Dalam Forum MSG EITI Indonesia, Asrun Lio Usulkan UU No1 Tahun 2022 Perlu Dikaji dan Dievaluasi Kembali

  • Bagikan

Pada fase produksi, masih dia, seyogyanya kegiatan industri ekstraktif dapat memberikan dampak ekonomi besar bagi masyarakat, pemerintah daerah, dan negara Indonesia. Peluang ketenagakerjaan dan peluang bisnis lokal untuk memasok material dan jasa harusnya meningkat.
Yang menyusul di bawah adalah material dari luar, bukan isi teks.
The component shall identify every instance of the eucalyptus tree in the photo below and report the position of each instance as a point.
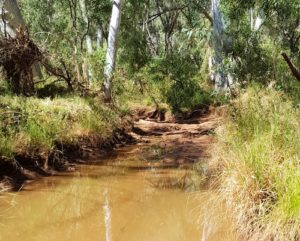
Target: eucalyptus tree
(114, 27)
(11, 21)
Tapi, masih mantan Kepala Sekretariat Rektor UHO ini, realitas industri ekstraktif di daerah sebagai penghasil sumber daya alam pertambangan sangat ironi dan memilukan. Manfaat ekonomi terbesar yang diperoleh oleh negara dari industri ekstraktif bersumber dari Pajak dan Penerimaan Negara
Bukan Pajak (PNBP).

“Manfaat ekonomi terbesar ini lebih banyak dinikmati oleh Pemerintah Pusat ketimbang Pemerintah Daerah yang mendapatkan Dana Transfer dari Dana Bagi Hasil (DBH) hanya bersumber dari Iuran Tetap dan Royalti Penjualan dan Pajak Bumi dan Bangunan, sedangkan Penerimaan Pajak yang bersumber dari kegiatan usaha pertambangan tidak ada bagi hasil untuk Pemerintah Daerah,”tutur akademisi asal Moronene Bombana ini.

Mantan Kepala Pusat Studi Eropa UHO ini mengatakan, hal tersebut sangat jelas sebagaimana pengaturan pada pasal 112 Undang-Undang Nomor 1 Tahun 2022 tentang Hubungan Keuangan Antara Pemerintah Pusat dan Pemerintah Daerah, dimana tidak ada Dana Bagi Hasil Pajak (Pph Pasal 25 dan Pph Pasal 29) untuk Pemerintah Daerah yang bersumber dari Badan Usaha yang mengusahakan kegiatan usaha pertambangan dan badan usaha pada umumnya. Dibatasi hanya Wajib Pajak Orang Pribadi. Masih ketentuan komponen pajak yang lain yang tidak dibagihasilkan pada daerah penghasil sumber daya alam.